Another thing to watch out for is circulating currents due to thermal emfs with the aluminium to steel contacts.
Such thermoelectric currents will in turn generate a magnetic field.



Bruce

Bob Camp wrote:
Hi

The big hitters for heat outside the physics package seem to be the RF excitation and the 
microwave generation "stuff". The regulators will warm things up if you run 
high voltage into them, but I would probably not do that.

I don't believe that putting multiple swimming pools into the basement, mercury filled or 
otherwise was ever a real candidate for a solution. It is kind of interesting to see just 
how big the "jug of water" would have to be.

Right now my leading candidate is a multi layer aluminum / steel enclosure with a "point short" 
between each of the layers to keep the heat rise under control. Cool the "baseplate" with 
recirculating water and a cheap (<  $50) pump. Throw in a fan and radiator to cool the water to room 
temperature.  Servo the temperature with "what ever" at the point shorts. Monitor the temperature as 
best you can.

The main "what ever" still in there are TE coolers. A quick look suggests that 
+12 heats and -12 cools. In between the two it's not clear that much happens (maybe it 
does ...). Even if it does not, I haven't dug deep enough to see if something like 
current drive takes care of the dead band issue.

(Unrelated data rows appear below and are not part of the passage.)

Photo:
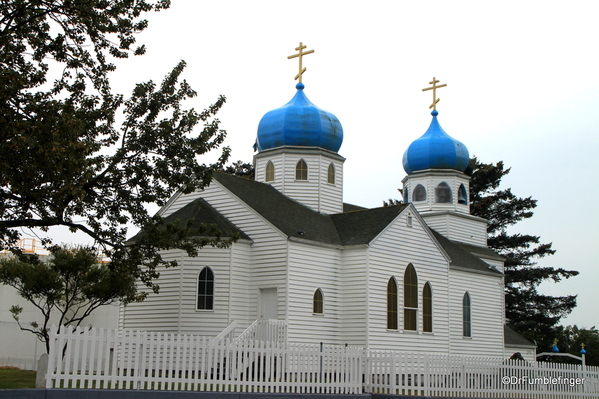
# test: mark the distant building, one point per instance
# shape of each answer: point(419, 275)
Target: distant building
point(417, 276)
point(22, 349)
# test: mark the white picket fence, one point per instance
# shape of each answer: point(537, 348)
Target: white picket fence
point(111, 359)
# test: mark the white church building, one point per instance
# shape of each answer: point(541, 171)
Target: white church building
point(411, 277)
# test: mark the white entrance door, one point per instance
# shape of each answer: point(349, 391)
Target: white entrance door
point(269, 303)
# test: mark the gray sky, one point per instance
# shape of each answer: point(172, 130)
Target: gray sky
point(522, 87)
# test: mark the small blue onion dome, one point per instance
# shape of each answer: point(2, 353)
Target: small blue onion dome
point(299, 123)
point(435, 149)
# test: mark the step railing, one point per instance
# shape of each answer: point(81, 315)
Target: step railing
point(267, 330)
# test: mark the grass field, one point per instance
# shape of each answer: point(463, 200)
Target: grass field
point(13, 378)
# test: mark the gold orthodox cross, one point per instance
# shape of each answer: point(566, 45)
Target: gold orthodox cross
point(300, 54)
point(434, 89)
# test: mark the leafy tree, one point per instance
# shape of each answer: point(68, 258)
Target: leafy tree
point(66, 288)
point(76, 154)
point(533, 314)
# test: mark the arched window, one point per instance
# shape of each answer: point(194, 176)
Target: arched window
point(301, 170)
point(419, 193)
point(427, 308)
point(270, 172)
point(206, 290)
point(443, 193)
point(462, 195)
point(467, 315)
point(331, 174)
point(392, 304)
point(318, 304)
point(410, 299)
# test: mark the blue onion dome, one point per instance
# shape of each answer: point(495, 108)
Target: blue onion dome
point(299, 123)
point(435, 150)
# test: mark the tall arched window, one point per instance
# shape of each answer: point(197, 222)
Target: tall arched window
point(462, 195)
point(410, 299)
point(331, 174)
point(205, 290)
point(419, 193)
point(443, 193)
point(301, 170)
point(270, 172)
point(318, 303)
point(392, 304)
point(427, 308)
point(467, 315)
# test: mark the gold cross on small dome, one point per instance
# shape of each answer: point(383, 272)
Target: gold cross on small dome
point(300, 54)
point(434, 88)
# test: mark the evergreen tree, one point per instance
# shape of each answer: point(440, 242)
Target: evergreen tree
point(532, 314)
point(74, 153)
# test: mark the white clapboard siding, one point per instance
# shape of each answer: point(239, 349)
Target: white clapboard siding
point(112, 359)
point(458, 227)
point(174, 308)
point(268, 250)
point(354, 296)
point(389, 255)
point(316, 193)
point(312, 267)
point(159, 312)
point(487, 313)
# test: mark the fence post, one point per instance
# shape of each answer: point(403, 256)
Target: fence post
point(42, 369)
point(321, 359)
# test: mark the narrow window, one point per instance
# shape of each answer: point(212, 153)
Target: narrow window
point(427, 308)
point(419, 193)
point(462, 195)
point(318, 305)
point(410, 298)
point(206, 290)
point(443, 193)
point(392, 304)
point(270, 172)
point(301, 170)
point(467, 315)
point(331, 174)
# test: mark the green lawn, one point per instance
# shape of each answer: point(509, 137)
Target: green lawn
point(12, 378)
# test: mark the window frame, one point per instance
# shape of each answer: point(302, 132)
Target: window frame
point(462, 195)
point(443, 187)
point(392, 304)
point(208, 292)
point(318, 302)
point(301, 170)
point(419, 189)
point(269, 172)
point(467, 315)
point(410, 286)
point(331, 174)
point(427, 308)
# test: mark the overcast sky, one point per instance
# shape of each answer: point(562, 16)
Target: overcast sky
point(522, 86)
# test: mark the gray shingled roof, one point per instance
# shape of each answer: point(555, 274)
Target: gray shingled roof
point(199, 212)
point(461, 256)
point(361, 227)
point(291, 217)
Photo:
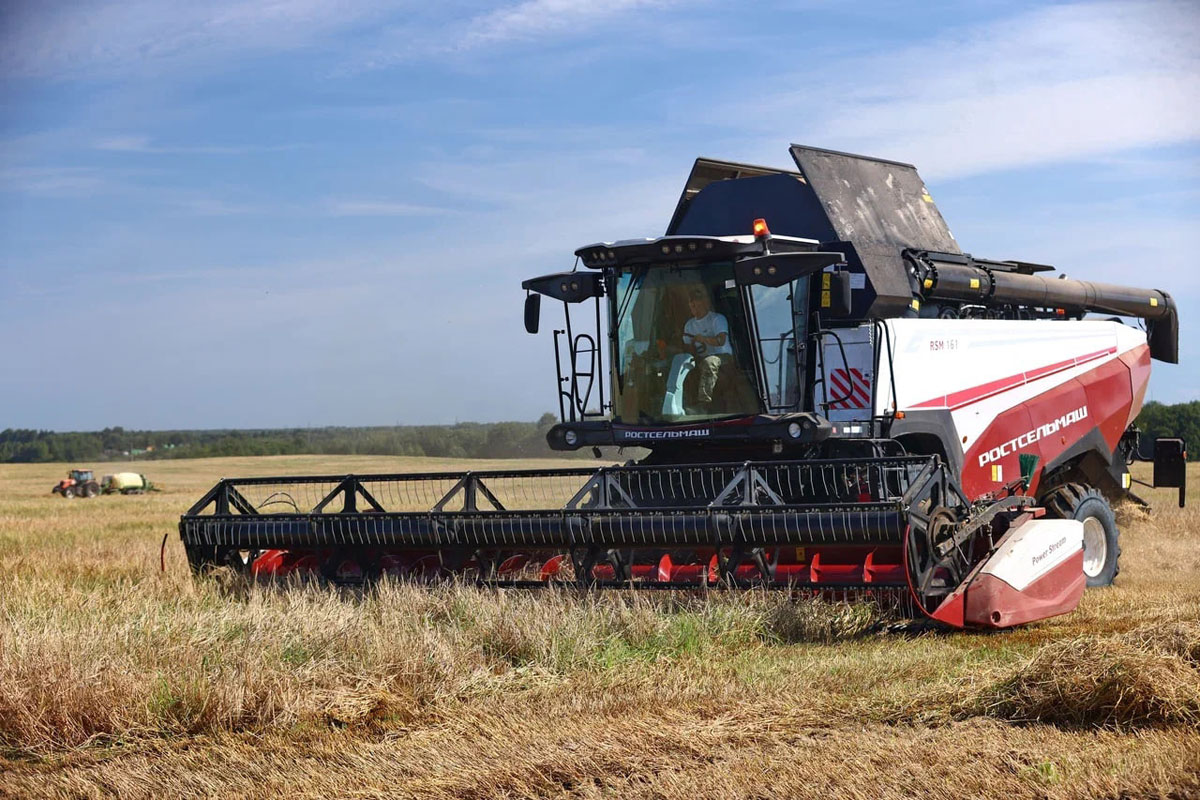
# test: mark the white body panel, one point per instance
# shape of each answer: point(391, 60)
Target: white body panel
point(1035, 549)
point(937, 359)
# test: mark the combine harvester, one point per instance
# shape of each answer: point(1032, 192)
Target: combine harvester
point(843, 402)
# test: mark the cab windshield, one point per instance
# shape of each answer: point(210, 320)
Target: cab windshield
point(682, 350)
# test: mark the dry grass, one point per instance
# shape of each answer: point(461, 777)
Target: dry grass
point(119, 679)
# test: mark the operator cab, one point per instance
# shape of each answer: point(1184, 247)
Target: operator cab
point(707, 340)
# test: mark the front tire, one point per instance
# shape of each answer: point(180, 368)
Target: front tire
point(1102, 539)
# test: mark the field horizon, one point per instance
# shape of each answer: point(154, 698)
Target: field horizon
point(120, 678)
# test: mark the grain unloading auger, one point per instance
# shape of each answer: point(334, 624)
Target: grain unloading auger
point(852, 407)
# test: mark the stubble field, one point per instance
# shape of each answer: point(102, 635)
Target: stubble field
point(120, 679)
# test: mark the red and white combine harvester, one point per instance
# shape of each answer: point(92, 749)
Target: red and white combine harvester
point(835, 398)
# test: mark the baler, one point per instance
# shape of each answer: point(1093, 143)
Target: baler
point(833, 396)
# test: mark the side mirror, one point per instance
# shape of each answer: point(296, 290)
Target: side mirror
point(835, 296)
point(533, 312)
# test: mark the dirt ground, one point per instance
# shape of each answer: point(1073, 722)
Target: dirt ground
point(120, 679)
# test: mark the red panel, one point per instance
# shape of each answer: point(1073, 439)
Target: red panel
point(976, 477)
point(1105, 392)
point(991, 602)
point(1109, 398)
point(1138, 360)
point(976, 394)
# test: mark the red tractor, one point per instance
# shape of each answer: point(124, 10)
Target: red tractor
point(78, 482)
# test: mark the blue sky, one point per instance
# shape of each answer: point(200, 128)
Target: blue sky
point(297, 212)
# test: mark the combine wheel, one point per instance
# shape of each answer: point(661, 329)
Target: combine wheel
point(1102, 542)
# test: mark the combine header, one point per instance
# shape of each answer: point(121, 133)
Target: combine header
point(835, 398)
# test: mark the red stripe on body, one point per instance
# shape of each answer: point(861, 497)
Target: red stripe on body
point(983, 391)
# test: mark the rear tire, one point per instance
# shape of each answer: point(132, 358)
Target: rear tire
point(1102, 539)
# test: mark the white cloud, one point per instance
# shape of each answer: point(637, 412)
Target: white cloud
point(537, 18)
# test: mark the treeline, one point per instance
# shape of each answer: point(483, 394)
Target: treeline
point(462, 440)
point(1181, 421)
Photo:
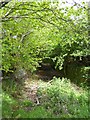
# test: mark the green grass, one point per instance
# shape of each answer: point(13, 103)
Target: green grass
point(59, 98)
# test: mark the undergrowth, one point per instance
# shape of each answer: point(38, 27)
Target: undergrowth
point(58, 98)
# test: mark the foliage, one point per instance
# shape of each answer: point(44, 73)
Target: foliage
point(64, 99)
point(33, 31)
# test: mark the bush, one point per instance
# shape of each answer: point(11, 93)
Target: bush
point(64, 99)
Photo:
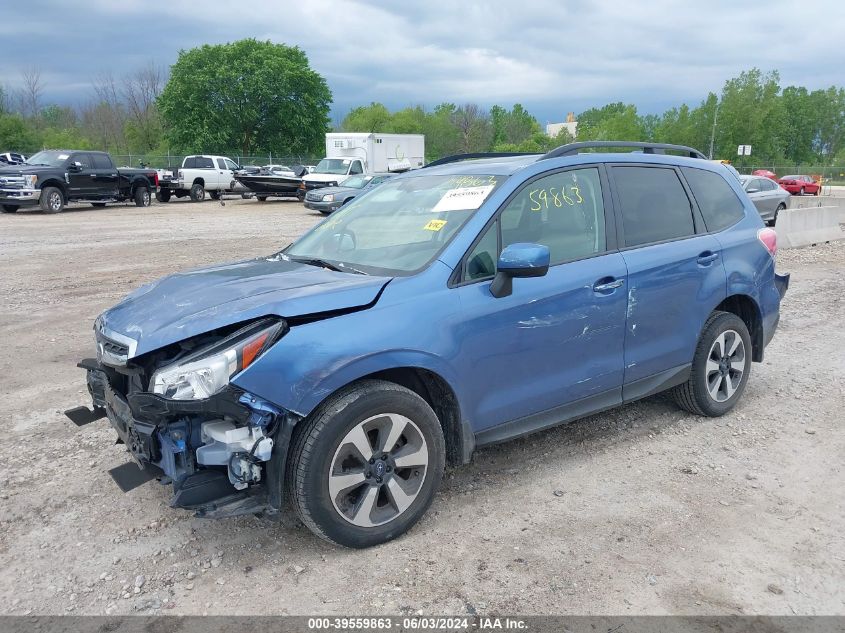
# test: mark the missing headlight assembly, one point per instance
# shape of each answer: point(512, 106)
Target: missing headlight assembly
point(183, 423)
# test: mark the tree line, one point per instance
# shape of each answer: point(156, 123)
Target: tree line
point(250, 97)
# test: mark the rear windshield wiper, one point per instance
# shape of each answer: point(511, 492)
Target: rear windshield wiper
point(323, 263)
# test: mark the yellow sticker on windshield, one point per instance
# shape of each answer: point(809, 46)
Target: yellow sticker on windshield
point(435, 225)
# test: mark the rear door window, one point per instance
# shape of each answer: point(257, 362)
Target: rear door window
point(101, 161)
point(655, 206)
point(720, 206)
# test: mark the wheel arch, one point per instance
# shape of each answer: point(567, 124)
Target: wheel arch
point(426, 382)
point(746, 308)
point(58, 184)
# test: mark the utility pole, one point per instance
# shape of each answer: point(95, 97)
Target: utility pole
point(713, 131)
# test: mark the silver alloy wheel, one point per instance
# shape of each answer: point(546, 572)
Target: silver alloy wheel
point(378, 470)
point(725, 366)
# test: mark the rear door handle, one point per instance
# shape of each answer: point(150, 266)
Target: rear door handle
point(707, 257)
point(602, 285)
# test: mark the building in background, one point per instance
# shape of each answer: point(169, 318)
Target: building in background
point(571, 125)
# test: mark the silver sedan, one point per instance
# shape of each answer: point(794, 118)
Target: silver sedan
point(768, 196)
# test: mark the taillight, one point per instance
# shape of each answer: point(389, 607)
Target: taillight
point(770, 240)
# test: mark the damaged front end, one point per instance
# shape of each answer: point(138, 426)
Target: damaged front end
point(183, 423)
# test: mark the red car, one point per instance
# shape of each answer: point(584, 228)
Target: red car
point(799, 185)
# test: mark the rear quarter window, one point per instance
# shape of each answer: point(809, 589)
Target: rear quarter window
point(720, 206)
point(655, 207)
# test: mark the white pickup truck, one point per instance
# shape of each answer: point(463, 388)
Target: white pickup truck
point(198, 174)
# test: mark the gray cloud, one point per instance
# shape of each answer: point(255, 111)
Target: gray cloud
point(551, 56)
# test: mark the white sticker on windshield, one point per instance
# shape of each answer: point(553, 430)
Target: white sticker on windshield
point(464, 199)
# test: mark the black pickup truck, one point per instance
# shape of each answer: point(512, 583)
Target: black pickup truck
point(52, 178)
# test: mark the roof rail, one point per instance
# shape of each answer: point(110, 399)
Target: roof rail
point(459, 157)
point(572, 149)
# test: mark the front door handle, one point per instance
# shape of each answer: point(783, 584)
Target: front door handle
point(707, 257)
point(603, 285)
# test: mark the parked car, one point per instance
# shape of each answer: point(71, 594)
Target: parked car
point(330, 199)
point(12, 158)
point(52, 178)
point(768, 196)
point(799, 185)
point(197, 175)
point(765, 173)
point(453, 307)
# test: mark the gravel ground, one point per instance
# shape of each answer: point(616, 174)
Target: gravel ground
point(642, 510)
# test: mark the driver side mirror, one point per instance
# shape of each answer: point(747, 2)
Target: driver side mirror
point(519, 260)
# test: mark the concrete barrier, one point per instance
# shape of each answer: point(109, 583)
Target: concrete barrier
point(806, 225)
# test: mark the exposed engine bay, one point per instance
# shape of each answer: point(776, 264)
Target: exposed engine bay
point(223, 454)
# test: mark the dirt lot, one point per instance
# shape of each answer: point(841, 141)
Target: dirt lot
point(641, 510)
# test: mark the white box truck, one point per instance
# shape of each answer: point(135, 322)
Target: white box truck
point(351, 153)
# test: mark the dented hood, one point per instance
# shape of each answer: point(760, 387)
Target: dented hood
point(194, 302)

Some math. It's late, but I think this is about right:

1) 4 layers
2) Shorts at 2 C/W
3) 10 W "inside"
4)  80 C heat rise - not going to work

If I stick with 4 layers, 10 W, and a 15 C rise then the shorts need to be ~ 
0.38 C/W.  A 15C rise gets me to 40C which looks reasonable based on the app 
notes I have read on the rubidiums.

If the basement moves up 5 C then I'm cold pumping 1/3 of the 10W. Same thing 
in reverse if the basement drops 5 C. Both are unlikely to happen as long as 
there isn't a catastrophic failure of the HVAC.

If I go to a air cooled baseplate heat sink, it's thermal resistance is going 
to have to come out of the budget.  My *guess* is that's going to be more 
involved than a simple pump and some plastic tubes.

Bob

On Dec 24, 2009, at 10:46 PM, Hal Murray wrote:

li...@cq.nu said:
The original intent was to simply take an existing "cheap" rubidium
and do simple things to it. Tearing it into pieces and redesigning
parts of it was not anything I originally contemplated. The tight
integration of the physics package to the electronics would make this
a fairly involved process.
Sure, but if we are discussing digging a hole big enough for a ton of
mercury, then taking apart a tightly integrated package seems worth
considering.

I expect the packaging might be reasonable for this purpose.  After all, the
designers probably wanted to keep that heat away from the electronics.



--
These are my opinions, not necessarily my employer's.  I hate spam.